OK, here’s my dilemma. I caught one of my closest friends in a lie. Wait, not only did he lie to me, he also betrayed my confidences, sought to besmirch my reputation, and then “no showed” a Passover Seder that I hosted last week without so much as a phone call.
If this had happened twenty years ago, the cad would, once confronted, hang his head in shame and beg for forgiveness. Mutual friends, aware of the transgressions, would rush to intervene or mediate. The issue would be resolved quickly.
But today is March 30, 1994. Mutual friends run from the risk of involvement and the establishment of guilt. There are no consequences in the post-Reagan 90’s. There is no shame. Remorse? Hell, he feels wronged! He claims to be a victim of the high standards I set for his behavior. I owe him an apology.
Welcome to the 90’s, a time where being wrong is OK and being right can get you a law suit. Oh, it’s just not this. This failure to accept responsibility for one’s behavior has become all too common.
There is a teacher shortage in Cleveland. I have been substituting at an afternoon Hebrew School. It was a lot of fun teaching fifth, sixth, and seventh graders Bible and Prayer. Some of the children even learned something in my classes. Of course there were behavior problems. Most of the kids didn’t want to tangle with someone 6’4”/220 pounds. They tested. I made it clear where the lines were. They behaved. But, each class had one or two that would not. Why? These children had learned that they were “untouchables.” Let me till you about two sixth graders.
The first is a fat, obnoxious child that has yet to have an original thought. He disrupts the class by copying the bad behavior of others, but doesn’t do it until after everyone else has stopped. His major problem is that he is also a terrible liar. When he handed in his homework, I noticed that half was done by him (all caps, misspelled words and sloppy) and half was done by someone else (properly spelled and neat). I started laughing when he claimed that he had done it all. Do you want to guess who his mother is? That’s right, a teacher in the same school. His mother claims that the differences are because he did some of the work in the car.

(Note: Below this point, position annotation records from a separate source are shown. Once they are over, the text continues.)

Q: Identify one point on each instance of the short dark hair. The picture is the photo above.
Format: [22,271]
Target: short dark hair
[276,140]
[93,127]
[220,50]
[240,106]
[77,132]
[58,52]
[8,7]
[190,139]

Our second little boy is the youngest of several demons. Loud and out of control, his mother claims that he is simply bored. I’ll never forget the day that he brought Chicken Nuggets to class! Non-Kosher food in a Conservative Synagogue. His mother? After years of terrorizing the Synagogue’s School Director, the mother is about to become an officer of the Synagogue.
There are no consequences for these children’s misbehavior. As long as Mom or Dad can bail them out, or make a big enough fuss, these children will continue to disrupt every class they are in and making learning almost impossible for the other students.
Where does it end? One day they will cross a line and their employer, the government, their spouse, their friend or whoever it is that they have hurt or offended will have had enough. There will be no quick forgiveness. There will be no easy escape. There will be punishment and retribution. It will probably be awhile till that day dawns for the two sixth graders. But its 12 noon for my friend.